Friday Round-Up: November 29th

The Launch of WT: Social by Wikipedia Co-Founder Jimmy Wales

If the conversations about Facebook’s political ads, fake news, and data privacy has you down, never fear, WT: Social is here. WikiTribune Social, which is being marketing as WT: Social is the brainchild of Jimmy Wales. The London, England based company describes itself as a “Wiki-style community with paid professional journalists in an effort to create a collaborative news space; a high-quality neutral platform that is genuinely community-controlled and which also has a backbone of professional journalism.

Canva Adds “Stickers” to Graphic Options

A new feature on Canva allows users to add animated graphics to social posts. The animated graphics, or stickers, are located in the elements panel. The vector-based graphics can be placed directly into your custom graphic and resized for a variety of social media channels.

Is Twitter Removing Accounts?

In early November Reuters reported that Twitter had removed over 10,000 accounts throughout late September and early October. In an effort to cull inactive accounts it was announced that handles that had remained inactive for six months or more would be deleted after December 11th, 2019. In an about-face, Twitter announced on Thursday, November 28th that those plans are on hold. The pause came in response from the friends and family members of deceased Twitter users who wanted to have continual access to old tweets. The company is now looking into ways to create a memorial process that can preserve tweets of demised Twitter users.

HubSpot Now Uploads Video to Instagram

Content planners rejoice! HubSpot has recently added video uploading capabilities for Instagram in its social media scheduling module. The videos can be uploaded just as they are for other connected platforms such as Facebook and Twitter. Administrators can then select the date and time of the post and the video will be shared with Instagram as appointed.

Twitter Tries to Stay on Topic

Have you ever had a tweet take on a life of its own? Perhaps the tweet that started with your love of Hawaiian pizza ended with a political rant, an unsolicited request for a follow on another platform, and your Aunt asking why you aren’t married. That, dear friends, is conversation hi-jacking and Twitter will stand for it no longer!
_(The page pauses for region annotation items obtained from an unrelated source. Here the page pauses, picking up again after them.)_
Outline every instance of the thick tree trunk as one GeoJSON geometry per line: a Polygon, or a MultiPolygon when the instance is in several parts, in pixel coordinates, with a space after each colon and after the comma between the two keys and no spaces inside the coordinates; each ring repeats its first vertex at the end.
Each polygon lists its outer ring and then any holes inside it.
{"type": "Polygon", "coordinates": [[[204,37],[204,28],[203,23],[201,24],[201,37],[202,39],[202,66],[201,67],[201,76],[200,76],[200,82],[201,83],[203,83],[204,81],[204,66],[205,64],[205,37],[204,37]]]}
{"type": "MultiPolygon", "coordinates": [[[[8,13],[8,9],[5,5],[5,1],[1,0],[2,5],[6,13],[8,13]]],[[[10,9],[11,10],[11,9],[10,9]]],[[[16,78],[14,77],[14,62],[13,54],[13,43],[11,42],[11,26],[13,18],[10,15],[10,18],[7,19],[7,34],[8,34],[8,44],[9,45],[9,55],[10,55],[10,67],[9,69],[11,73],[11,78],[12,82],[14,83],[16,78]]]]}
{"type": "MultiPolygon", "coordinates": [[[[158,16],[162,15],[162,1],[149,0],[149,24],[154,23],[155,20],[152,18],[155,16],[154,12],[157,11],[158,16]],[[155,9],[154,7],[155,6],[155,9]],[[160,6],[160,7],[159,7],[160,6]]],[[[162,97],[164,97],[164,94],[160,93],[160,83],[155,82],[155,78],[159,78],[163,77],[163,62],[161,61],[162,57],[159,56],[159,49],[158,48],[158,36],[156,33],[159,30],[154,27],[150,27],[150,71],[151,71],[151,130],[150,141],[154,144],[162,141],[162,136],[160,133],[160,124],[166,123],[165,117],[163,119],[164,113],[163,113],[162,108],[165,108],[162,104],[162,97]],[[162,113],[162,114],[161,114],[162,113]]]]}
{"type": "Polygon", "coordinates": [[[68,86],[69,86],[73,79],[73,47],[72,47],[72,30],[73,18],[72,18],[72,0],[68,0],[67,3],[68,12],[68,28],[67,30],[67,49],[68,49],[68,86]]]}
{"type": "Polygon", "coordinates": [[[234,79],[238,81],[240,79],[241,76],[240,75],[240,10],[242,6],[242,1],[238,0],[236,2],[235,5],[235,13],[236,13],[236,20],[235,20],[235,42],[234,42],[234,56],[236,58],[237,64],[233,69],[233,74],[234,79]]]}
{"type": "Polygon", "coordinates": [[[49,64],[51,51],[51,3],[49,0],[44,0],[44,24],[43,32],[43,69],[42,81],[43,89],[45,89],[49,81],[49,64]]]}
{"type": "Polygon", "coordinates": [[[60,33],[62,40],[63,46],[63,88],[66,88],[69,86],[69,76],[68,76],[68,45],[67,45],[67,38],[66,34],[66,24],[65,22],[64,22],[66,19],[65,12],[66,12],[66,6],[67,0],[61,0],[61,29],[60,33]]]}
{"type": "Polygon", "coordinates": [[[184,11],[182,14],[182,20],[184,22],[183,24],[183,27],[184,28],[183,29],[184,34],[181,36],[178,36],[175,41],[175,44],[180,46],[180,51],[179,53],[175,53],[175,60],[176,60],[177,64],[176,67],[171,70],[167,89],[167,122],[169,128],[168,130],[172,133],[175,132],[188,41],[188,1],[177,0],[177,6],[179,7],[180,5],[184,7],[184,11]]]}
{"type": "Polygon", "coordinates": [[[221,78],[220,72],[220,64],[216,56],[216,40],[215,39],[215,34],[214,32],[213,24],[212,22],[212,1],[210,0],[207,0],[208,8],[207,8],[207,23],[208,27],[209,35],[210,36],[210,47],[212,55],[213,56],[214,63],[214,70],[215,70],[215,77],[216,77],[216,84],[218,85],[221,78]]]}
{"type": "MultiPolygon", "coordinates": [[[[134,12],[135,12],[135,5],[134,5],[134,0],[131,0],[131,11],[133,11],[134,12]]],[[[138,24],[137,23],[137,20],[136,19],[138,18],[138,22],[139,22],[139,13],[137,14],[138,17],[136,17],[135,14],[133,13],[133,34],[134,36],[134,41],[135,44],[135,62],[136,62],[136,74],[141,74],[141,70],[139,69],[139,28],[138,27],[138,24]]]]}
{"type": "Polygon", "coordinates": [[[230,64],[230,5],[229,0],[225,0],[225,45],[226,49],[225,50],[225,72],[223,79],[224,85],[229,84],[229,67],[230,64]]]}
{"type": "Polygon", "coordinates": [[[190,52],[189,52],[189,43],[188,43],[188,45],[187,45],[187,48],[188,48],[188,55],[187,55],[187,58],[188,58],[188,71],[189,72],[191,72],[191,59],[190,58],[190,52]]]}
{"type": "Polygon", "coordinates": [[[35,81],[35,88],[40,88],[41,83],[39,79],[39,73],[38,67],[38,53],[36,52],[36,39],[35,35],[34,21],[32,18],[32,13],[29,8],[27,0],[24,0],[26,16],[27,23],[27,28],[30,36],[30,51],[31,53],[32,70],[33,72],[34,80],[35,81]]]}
Twitter recently announced that authors of tweets now have the power to moderate comments and hide replies. See the instructions from Twitter below and feel empowered to take political rants, bots, or Aunt Helen off your feed as you deem necessary.

Hidden replies

Tweet authors have the option to hide replies to their Tweets. Everyone can still access hidden replies through the hidden reply icon, which shows up on the original Tweet when there are hidden replies. Additionally, the Tweet author can unhide a reply at any time. When a Tweet author hides a reply, the author of the reply will not be notified.

How to hide a reply

  1. From a reply to one of your Tweets, click or tap the icon.
  2. Select hide reply and confirm.
  3. To view your hidden replies, click or tap the hidden reply icon which will be available in the bottom-right of your original Tweet.

How to unhide a reply

  1. Click or tap the hidden reply icon
  2. Click or tap the icon from the reply you’d like to unhide.
  3. Select Unhide reply.

When hidden replies won’t be available within the hidden reply page

  • Hidden replies from a protected account will not be available within the hidden replies page, which is behind the hidden reply icon Similarly if a hidden reply is then deleted by the author, it will also no longer show up in that section.
  • If you hide a reply and that account mutes or blocks you, you’ll be unable to view or unhide that reply.

When hidden replies will have a notice

  • A hidden reply will be replaced by a notice, which is a message stating the Tweet is unavailable when viewed from the Home timeline only when another account replies to it (which can be done from the hidden reply page).
  • If a hidden reply is not replied to by anyone else, it will not be replaced by a notice in the Home timeline.